Solution: Use natural, explicit or implicit, shapes and lines to organize the frame content. Standard patterns are all types of lines, from horizontals, verticals, diagonals to curves, and basic shapes, triangles, squares and tridimensional figures, as cones or pyramids. This set of patterns have well-known instances that distinguish themselves and should be studied separately. The leading line, the converging lines and vanishing point patterns are instances of this set. In the leading line pattern, the line points to the main subject of the picture, starting from one edge of the frame (usually the bottom or left edge) to the subject. Most of those pictures are also converging lines and the subject is located exactly in the vanishing point. In some genres (architecture, e.g.), this compositional pattern is very natural. Buildings, interior and exteriors, are predominantly constructed by lines and geometrical figures.
It’s natural also to organize the composition with the Rule of thirds, aligning the dominant lines within the implicit grid that conforms the four lines. Also there’s the possibility to use the Rule of Odds with 3 elements forming an implicit triangle. Squared figures are the basis of another specialization of the pattern: the natural frame.
Technical implementation: Perfect horizontal or vertical lines could be settled within the grid in the viewfinder of modern cameras. Other cameras have an embedded level. For diagonals, it’s preferred to reach an approximate 45 degree angles, to manifest the explicit intention of the composition. When you want to show multiple planes in the composition, you need a closed aperture (f/8 or more), or take distance from subjects, and maybe use a short length lens, to obtain the proper depth-of-field.
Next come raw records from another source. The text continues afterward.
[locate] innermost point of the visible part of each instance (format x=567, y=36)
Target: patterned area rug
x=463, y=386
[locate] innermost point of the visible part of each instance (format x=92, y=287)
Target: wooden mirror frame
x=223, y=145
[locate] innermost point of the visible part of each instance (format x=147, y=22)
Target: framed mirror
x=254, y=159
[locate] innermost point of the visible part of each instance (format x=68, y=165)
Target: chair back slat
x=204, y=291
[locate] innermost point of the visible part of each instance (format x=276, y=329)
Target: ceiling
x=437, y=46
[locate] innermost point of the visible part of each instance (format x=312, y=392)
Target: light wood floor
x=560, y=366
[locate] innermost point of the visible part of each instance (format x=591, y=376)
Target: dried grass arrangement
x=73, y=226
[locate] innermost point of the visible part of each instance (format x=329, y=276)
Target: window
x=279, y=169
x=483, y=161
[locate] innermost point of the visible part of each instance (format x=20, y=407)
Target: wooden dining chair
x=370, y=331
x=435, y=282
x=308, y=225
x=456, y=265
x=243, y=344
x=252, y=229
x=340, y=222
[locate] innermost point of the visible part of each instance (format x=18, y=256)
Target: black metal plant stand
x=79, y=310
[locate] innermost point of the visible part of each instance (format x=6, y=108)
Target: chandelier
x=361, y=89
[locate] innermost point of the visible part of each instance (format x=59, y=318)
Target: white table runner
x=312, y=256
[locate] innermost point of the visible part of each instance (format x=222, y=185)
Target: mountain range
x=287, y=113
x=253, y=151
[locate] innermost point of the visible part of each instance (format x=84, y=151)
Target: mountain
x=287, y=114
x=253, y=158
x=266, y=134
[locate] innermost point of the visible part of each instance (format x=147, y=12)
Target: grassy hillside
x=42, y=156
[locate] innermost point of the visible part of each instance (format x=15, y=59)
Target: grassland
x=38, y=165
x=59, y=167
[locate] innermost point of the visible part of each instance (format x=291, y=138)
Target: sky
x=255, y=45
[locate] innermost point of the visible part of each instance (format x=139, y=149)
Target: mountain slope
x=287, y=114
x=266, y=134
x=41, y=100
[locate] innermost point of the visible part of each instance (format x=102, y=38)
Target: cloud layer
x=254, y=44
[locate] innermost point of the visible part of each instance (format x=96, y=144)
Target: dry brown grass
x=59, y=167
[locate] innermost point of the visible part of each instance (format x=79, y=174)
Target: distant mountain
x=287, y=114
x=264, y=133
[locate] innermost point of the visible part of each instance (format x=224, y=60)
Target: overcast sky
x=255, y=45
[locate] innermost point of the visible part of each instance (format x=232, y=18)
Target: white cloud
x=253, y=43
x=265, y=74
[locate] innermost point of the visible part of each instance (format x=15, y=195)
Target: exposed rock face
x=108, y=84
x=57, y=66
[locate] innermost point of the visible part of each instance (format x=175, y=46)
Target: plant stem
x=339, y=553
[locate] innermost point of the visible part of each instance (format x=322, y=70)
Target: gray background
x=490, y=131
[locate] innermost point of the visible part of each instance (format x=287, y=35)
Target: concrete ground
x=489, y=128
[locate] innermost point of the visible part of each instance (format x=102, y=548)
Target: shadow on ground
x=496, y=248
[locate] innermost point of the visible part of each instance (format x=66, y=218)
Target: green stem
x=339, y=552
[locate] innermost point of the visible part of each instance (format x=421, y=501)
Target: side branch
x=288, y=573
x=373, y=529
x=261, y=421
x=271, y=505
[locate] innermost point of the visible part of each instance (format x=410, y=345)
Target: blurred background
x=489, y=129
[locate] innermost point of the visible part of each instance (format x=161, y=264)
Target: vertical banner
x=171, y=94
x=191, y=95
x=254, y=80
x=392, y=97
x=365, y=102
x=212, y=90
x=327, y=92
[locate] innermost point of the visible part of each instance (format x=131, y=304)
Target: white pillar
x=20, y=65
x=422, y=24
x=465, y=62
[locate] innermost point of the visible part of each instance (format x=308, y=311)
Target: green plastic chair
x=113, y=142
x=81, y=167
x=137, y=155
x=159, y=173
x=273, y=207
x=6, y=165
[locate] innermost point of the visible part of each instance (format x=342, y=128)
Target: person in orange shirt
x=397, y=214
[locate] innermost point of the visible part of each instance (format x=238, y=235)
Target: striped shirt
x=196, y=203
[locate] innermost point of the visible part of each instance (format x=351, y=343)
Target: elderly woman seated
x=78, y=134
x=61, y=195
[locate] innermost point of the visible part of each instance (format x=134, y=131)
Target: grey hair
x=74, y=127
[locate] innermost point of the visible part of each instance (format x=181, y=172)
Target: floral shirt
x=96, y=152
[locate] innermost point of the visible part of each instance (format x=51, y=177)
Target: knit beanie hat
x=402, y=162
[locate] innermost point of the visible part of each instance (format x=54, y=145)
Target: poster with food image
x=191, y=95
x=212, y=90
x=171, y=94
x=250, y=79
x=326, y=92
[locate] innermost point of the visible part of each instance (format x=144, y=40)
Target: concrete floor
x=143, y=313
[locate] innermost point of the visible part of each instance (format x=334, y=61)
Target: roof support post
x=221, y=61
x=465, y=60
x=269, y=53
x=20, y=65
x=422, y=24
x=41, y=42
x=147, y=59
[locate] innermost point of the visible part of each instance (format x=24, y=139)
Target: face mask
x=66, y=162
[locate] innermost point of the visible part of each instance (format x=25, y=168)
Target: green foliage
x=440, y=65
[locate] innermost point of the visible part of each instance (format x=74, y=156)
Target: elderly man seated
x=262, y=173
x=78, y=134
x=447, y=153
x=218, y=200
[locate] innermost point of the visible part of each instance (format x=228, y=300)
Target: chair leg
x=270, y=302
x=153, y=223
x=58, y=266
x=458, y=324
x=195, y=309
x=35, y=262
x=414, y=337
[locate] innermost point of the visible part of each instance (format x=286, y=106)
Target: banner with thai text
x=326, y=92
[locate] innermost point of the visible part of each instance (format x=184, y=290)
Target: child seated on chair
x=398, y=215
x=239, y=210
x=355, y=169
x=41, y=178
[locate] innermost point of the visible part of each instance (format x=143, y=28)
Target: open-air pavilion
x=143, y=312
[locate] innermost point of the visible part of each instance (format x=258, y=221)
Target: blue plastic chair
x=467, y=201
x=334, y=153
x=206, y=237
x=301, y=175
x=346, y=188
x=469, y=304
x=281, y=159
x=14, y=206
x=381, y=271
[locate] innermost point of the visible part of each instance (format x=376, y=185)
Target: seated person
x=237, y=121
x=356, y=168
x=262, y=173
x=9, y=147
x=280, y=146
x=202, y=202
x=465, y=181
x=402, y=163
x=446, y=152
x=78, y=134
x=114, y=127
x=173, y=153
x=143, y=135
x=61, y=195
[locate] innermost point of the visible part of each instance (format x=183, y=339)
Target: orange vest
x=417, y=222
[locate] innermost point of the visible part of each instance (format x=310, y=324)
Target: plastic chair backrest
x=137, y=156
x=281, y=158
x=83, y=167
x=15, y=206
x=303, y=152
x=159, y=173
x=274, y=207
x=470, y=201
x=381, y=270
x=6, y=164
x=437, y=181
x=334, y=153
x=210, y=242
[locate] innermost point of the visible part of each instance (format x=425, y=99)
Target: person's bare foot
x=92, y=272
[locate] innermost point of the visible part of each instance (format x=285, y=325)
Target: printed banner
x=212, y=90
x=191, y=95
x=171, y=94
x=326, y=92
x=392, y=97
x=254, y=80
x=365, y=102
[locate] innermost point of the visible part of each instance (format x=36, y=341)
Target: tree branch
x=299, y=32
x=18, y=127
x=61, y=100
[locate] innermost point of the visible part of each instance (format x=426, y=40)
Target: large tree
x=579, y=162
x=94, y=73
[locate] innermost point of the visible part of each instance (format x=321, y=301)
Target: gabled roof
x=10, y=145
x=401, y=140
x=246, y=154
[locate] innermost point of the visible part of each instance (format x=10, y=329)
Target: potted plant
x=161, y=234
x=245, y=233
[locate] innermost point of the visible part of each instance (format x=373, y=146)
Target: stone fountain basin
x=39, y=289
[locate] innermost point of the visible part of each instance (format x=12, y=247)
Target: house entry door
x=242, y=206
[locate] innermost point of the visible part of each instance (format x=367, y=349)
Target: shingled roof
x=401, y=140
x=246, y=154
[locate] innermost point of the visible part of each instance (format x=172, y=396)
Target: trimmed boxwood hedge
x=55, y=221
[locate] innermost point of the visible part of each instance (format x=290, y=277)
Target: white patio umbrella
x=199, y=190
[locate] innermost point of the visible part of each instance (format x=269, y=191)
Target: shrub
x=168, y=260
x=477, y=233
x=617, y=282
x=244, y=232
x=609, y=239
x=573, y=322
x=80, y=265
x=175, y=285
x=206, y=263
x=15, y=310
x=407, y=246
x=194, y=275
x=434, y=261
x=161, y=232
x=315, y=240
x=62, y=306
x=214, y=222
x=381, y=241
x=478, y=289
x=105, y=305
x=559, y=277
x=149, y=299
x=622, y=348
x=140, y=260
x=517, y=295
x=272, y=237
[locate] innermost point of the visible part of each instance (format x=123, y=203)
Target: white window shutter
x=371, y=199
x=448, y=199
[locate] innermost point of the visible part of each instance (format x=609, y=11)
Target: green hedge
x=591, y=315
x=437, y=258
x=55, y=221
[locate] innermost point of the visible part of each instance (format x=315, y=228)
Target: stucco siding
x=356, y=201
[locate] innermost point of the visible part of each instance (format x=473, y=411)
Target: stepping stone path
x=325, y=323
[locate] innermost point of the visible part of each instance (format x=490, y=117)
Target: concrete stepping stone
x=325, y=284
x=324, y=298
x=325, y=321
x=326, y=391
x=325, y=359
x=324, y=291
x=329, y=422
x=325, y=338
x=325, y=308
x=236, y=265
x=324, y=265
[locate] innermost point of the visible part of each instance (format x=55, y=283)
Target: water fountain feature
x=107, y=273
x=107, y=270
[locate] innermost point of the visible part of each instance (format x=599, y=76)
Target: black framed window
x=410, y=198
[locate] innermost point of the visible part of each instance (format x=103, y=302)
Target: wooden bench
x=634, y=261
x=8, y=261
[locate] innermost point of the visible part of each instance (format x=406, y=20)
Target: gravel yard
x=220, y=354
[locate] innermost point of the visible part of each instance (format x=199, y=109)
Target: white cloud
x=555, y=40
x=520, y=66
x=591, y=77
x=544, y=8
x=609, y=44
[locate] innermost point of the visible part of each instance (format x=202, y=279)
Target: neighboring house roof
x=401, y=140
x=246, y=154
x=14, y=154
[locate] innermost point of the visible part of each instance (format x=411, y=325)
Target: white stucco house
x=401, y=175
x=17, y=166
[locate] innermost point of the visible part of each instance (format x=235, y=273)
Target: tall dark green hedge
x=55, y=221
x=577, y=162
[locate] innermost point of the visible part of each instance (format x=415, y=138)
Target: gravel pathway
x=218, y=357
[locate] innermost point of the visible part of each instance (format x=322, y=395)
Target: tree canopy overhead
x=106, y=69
The position of the camera, the perspective is the most important technical part, because it defines the visibility of the shapes and lines. The camera should be in the exact position where the shape is clearly defined. This is more important when the shapes and lines are implicit by the subject that populates the scene. The subjects are like points that connect the lines.
Examples: There are lots of images that use lines as a strong composition visual elements. They spread in all genres, from landscape and cityscape, to environmental portrait. Here are some examples:
This simple geometrical view of a building façade shows diagonals, polygons (diamonds) and the insinuations of multiple arrow shapes (triangles) with the balconies. The angled view is on purpose to put some dynamism in the perfectly squared façade. If you pay attention the arrows of the windows and the shade curtains point to the upper right of the frame.
This other pictures shows horizontal lines, diamond shapes, and ovals. Architectural pictures are natural for these patterns, and you can use a lots of perspectives with good results.
This other example, shows the use of a inner frame (a.k.a. sub-framing), in this case a fish-eye mirror, as a geometrical element defining the mood of the picture.